In their Champions League debut, Vialli managed to take the team to the quarter-finals of the competition before heroically suffering to a 6-4 aggregate defeat to Spanish behemoth Barcelona. The first FA Cup final of the millennia was also held aloft by Vialli’s team after his side’s victory over Aston Villa.
Vialli’s success during his short tenure does probably owe some thanks to Ruud Gullit, but by the same notion, the successes of later Chelsea managers should show some respect to the Italian who helped create the foundations that would later cement Chelsea’s place in the Premier League elite.
The current Chelsea boss and the man to whom Chelsea owe their first league and cup double: Carlo Ancelotti. Ancelotti is another Italian who has galvanized the Chelsea team following a disruptive period. Upon his appointment, he became the fifth Chelsea manager in 21 months.

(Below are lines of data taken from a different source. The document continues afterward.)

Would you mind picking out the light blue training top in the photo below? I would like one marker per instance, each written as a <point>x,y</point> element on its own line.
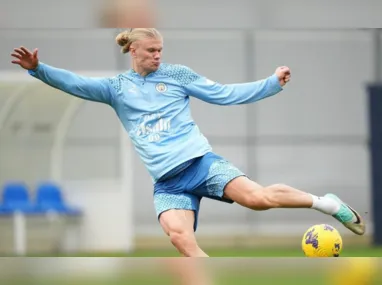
<point>155,109</point>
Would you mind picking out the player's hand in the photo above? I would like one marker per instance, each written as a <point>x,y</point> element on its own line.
<point>25,58</point>
<point>283,73</point>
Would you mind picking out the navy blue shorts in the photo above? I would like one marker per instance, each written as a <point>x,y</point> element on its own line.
<point>204,176</point>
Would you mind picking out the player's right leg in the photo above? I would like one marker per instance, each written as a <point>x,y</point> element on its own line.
<point>178,216</point>
<point>179,226</point>
<point>254,196</point>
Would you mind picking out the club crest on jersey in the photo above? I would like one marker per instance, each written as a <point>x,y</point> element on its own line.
<point>161,87</point>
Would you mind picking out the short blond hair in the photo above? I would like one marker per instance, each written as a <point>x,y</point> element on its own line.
<point>126,38</point>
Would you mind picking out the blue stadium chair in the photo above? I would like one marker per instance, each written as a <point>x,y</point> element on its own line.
<point>49,197</point>
<point>16,198</point>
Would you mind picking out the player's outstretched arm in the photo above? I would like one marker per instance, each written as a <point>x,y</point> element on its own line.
<point>240,93</point>
<point>93,89</point>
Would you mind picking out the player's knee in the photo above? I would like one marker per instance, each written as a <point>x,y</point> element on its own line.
<point>258,201</point>
<point>272,194</point>
<point>182,240</point>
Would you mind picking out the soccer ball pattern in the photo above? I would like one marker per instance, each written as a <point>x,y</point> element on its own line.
<point>322,241</point>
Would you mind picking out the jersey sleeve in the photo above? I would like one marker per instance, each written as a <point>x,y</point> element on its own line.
<point>229,94</point>
<point>88,88</point>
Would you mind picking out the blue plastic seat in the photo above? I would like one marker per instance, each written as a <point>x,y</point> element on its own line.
<point>49,197</point>
<point>16,198</point>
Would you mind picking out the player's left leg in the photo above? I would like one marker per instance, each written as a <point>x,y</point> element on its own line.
<point>256,197</point>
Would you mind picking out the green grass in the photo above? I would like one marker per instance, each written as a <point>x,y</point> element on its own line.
<point>233,252</point>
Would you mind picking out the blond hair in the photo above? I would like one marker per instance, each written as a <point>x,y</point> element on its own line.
<point>126,38</point>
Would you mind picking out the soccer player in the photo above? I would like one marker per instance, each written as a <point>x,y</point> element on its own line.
<point>152,101</point>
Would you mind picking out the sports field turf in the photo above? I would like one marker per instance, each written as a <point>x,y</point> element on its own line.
<point>235,266</point>
<point>363,251</point>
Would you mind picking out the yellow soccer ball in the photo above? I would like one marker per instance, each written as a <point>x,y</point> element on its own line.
<point>322,241</point>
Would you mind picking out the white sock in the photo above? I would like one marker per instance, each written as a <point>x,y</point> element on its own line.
<point>325,205</point>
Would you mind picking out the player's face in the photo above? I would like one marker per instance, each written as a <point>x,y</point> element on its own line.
<point>148,54</point>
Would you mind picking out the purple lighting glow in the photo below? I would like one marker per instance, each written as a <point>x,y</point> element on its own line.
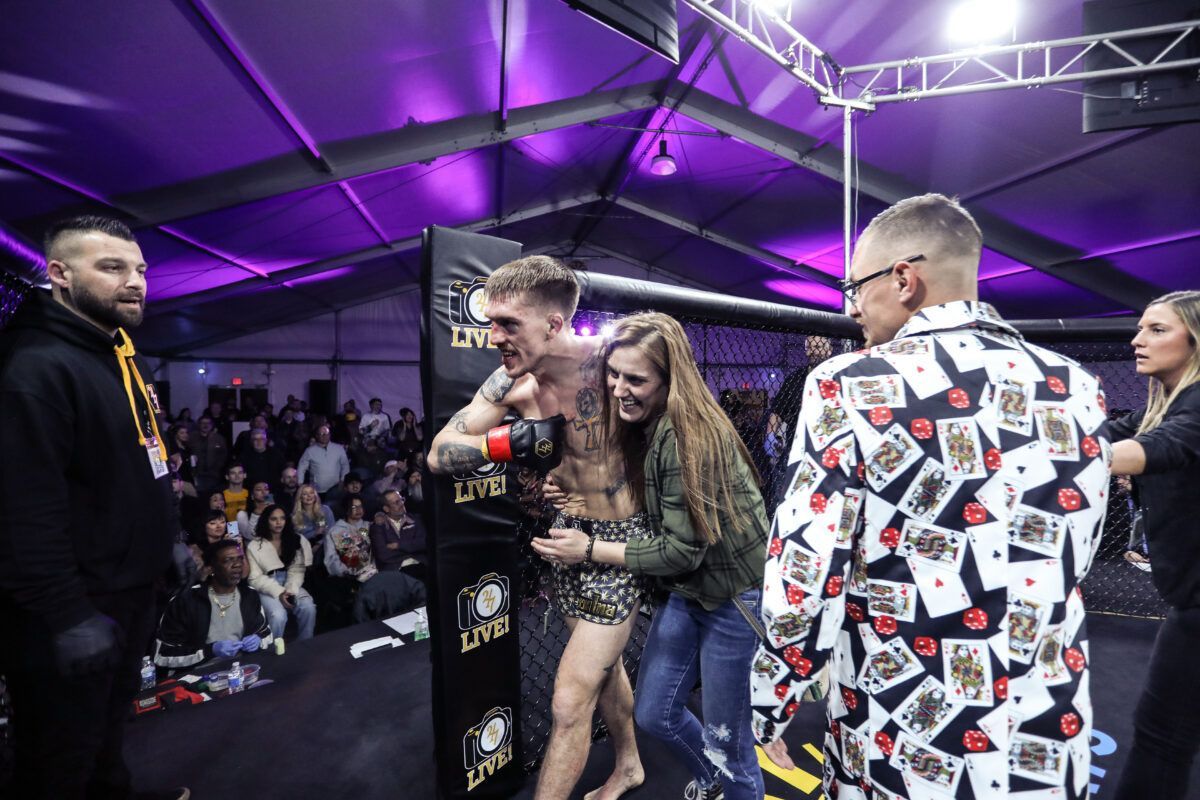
<point>663,163</point>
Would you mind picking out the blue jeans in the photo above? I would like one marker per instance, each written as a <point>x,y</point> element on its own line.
<point>277,615</point>
<point>718,645</point>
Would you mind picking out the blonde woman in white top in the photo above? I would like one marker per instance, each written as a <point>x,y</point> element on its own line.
<point>279,557</point>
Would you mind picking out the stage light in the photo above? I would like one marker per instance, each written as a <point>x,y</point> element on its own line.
<point>663,163</point>
<point>976,22</point>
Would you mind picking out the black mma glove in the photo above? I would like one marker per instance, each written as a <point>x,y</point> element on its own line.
<point>93,645</point>
<point>537,444</point>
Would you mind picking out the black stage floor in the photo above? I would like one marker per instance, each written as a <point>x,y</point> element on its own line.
<point>285,744</point>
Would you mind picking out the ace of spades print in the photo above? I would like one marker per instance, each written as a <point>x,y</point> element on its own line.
<point>945,588</point>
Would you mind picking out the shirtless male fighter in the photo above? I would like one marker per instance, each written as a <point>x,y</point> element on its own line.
<point>546,371</point>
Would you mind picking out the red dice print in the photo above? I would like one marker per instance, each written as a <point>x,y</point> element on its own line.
<point>1069,499</point>
<point>799,663</point>
<point>925,647</point>
<point>975,740</point>
<point>975,513</point>
<point>975,618</point>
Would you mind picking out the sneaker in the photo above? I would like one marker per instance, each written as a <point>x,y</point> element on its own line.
<point>694,792</point>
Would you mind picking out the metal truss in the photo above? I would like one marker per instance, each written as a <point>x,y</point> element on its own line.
<point>773,35</point>
<point>1015,66</point>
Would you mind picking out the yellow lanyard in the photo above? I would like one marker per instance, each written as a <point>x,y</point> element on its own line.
<point>125,354</point>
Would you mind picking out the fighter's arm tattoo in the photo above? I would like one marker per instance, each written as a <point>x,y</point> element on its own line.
<point>460,458</point>
<point>615,488</point>
<point>497,386</point>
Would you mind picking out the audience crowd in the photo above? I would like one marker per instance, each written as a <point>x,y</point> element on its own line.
<point>303,522</point>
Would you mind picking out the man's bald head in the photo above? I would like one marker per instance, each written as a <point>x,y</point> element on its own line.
<point>923,251</point>
<point>936,227</point>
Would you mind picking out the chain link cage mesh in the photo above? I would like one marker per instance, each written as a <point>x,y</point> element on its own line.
<point>757,374</point>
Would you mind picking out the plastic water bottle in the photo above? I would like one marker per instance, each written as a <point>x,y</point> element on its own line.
<point>235,678</point>
<point>149,677</point>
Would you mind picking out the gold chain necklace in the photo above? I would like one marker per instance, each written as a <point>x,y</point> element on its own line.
<point>223,607</point>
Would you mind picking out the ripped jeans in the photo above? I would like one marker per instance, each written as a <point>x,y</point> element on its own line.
<point>687,642</point>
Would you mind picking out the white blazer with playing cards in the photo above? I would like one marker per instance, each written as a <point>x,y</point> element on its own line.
<point>946,495</point>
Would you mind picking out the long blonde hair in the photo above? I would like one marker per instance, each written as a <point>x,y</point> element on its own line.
<point>298,513</point>
<point>709,446</point>
<point>1186,306</point>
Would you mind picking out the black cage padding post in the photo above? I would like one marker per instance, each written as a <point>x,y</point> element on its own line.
<point>473,524</point>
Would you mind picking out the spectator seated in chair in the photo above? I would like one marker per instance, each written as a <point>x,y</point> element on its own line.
<point>235,493</point>
<point>277,558</point>
<point>247,518</point>
<point>397,539</point>
<point>348,554</point>
<point>217,618</point>
<point>310,516</point>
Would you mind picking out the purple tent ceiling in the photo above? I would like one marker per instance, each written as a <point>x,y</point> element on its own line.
<point>280,160</point>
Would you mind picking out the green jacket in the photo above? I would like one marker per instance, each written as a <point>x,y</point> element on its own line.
<point>690,566</point>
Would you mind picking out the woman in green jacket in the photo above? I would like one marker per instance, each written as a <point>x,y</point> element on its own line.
<point>685,463</point>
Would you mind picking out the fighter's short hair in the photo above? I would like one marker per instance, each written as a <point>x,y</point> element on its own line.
<point>82,224</point>
<point>934,218</point>
<point>543,280</point>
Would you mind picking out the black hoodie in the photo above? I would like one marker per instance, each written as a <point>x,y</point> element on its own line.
<point>81,510</point>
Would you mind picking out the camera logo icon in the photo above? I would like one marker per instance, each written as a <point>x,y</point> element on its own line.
<point>487,738</point>
<point>486,470</point>
<point>483,602</point>
<point>467,301</point>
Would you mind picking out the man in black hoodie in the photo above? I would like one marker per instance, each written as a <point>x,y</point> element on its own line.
<point>87,513</point>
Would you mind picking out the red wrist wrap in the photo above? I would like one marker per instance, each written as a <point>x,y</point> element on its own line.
<point>499,446</point>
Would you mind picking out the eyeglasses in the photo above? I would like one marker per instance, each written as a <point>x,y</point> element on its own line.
<point>850,288</point>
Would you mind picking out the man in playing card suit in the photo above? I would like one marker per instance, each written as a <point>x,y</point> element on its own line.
<point>963,506</point>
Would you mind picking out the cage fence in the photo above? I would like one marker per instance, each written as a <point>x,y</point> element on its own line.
<point>756,372</point>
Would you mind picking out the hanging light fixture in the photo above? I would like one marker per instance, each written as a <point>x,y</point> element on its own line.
<point>663,163</point>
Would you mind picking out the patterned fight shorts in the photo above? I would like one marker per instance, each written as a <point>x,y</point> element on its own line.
<point>600,593</point>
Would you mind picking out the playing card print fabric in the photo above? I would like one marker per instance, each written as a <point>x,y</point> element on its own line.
<point>946,497</point>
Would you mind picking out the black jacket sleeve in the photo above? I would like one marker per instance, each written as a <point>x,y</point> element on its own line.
<point>1127,426</point>
<point>37,560</point>
<point>1175,443</point>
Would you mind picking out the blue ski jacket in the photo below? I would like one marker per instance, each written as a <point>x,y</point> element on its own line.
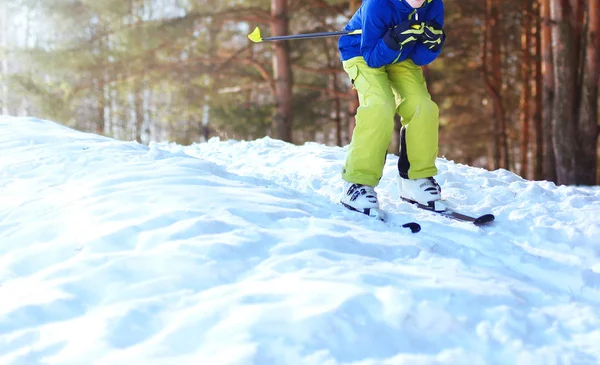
<point>375,17</point>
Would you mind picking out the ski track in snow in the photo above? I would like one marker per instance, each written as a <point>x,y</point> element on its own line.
<point>238,252</point>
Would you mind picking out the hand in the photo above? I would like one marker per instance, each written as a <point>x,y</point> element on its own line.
<point>403,35</point>
<point>433,35</point>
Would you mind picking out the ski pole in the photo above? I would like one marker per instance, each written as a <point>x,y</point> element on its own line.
<point>256,38</point>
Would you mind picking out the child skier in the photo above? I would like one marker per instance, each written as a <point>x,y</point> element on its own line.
<point>384,65</point>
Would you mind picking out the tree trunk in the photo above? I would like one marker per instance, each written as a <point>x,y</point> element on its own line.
<point>547,92</point>
<point>525,86</point>
<point>565,76</point>
<point>492,64</point>
<point>588,116</point>
<point>538,171</point>
<point>282,72</point>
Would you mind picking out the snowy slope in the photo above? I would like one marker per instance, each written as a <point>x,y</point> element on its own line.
<point>237,253</point>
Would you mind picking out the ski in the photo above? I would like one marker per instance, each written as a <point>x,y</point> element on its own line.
<point>452,214</point>
<point>380,215</point>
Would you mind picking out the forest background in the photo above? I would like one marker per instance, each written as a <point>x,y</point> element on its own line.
<point>517,81</point>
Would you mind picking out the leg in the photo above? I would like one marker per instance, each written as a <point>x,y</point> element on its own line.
<point>374,123</point>
<point>420,120</point>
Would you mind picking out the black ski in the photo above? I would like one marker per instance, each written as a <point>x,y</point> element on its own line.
<point>380,214</point>
<point>449,213</point>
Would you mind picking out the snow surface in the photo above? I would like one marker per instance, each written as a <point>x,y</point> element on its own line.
<point>237,252</point>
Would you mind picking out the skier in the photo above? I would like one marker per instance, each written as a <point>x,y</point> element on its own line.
<point>384,65</point>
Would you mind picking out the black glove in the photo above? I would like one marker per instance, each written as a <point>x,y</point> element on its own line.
<point>433,35</point>
<point>404,34</point>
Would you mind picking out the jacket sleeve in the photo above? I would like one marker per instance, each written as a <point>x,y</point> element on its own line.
<point>422,55</point>
<point>375,22</point>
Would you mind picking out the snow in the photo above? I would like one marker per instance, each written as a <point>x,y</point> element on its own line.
<point>237,252</point>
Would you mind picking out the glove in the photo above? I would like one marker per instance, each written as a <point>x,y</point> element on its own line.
<point>433,36</point>
<point>403,35</point>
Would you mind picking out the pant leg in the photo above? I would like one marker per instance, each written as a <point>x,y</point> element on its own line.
<point>374,123</point>
<point>420,120</point>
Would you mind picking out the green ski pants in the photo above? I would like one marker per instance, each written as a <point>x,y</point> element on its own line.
<point>383,92</point>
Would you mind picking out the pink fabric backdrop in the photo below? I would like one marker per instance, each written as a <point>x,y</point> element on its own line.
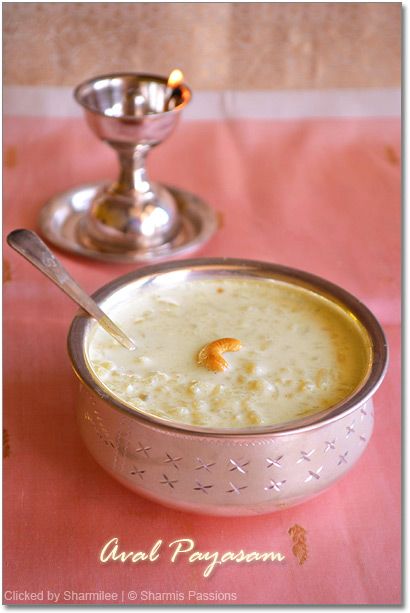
<point>321,195</point>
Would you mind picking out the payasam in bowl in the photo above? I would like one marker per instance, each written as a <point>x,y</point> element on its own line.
<point>250,388</point>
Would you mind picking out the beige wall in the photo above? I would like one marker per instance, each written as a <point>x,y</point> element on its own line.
<point>217,45</point>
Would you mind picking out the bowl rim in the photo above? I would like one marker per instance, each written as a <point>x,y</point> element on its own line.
<point>248,269</point>
<point>78,90</point>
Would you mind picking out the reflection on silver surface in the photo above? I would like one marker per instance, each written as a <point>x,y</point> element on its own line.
<point>63,217</point>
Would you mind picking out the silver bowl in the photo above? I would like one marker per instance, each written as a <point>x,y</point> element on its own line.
<point>224,471</point>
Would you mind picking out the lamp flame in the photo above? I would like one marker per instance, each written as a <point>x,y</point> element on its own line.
<point>175,78</point>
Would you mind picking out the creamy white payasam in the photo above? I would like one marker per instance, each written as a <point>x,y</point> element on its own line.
<point>300,353</point>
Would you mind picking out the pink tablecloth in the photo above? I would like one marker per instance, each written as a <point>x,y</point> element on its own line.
<point>323,196</point>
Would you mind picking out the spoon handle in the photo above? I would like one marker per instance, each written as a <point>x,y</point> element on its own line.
<point>30,246</point>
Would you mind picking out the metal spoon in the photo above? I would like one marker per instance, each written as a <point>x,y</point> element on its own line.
<point>30,246</point>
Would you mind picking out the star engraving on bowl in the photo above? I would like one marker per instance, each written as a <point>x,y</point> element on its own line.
<point>170,460</point>
<point>143,449</point>
<point>277,462</point>
<point>236,488</point>
<point>205,465</point>
<point>275,485</point>
<point>314,474</point>
<point>137,471</point>
<point>202,488</point>
<point>168,481</point>
<point>350,429</point>
<point>239,465</point>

The man, who had taken AC Milan to so much success, instantly instilled confidence in the players and quickly went about redesigning Chelsea’s tactical style. At first favouring Jose Mourinho’s diamond and defensive discipline, the Italian first implemented a more flexible midfield before he came to utilize Chelsea’s pace and strength in a 4-3-3.
As a testament to the removal of the Mourinho shackles, Ancelotti’s side scored 103 goals to win the Premier League, a total that included the three seven goal victory’s in the latter half of the season before securing the hotly contested title with an 8-0 drubbing of Wigan.
Chelsea’s hopes will be understandably high for the coming season thanks to Signore Ancelotti.
Who else? The Portuguese manager was the first to really harness Roman Abramovich’s millions to transform the team into title contenders. Claudio Ranieri had made big money signings to improve the side, but the team still lacked a real edge.
Enter ‘the Special One’.
Along with Mourinho came his backroom staff from Champions League winners Porto. They were also joined during the summer by Porto’s defensive duo Ricardo Carvalho and Paulo Ferreira. Didier Drogba, Michael Essien, Mateja Kezman and Benfica midfielder Tiago rounded off Jose’s spending spree and the restructured squad instantly paid dividends.
To this day, Mourinho remains Chelsea’s most successful manager to date after acquiring two Premier League titles, two League Cups and an FA Cup in his three year stint at the London club.
Nevertheless, the all-important Champions League title remained elusive and, following several disagreements with the Chelsea owner, Jose left by ‘mutual consent’ in 2007.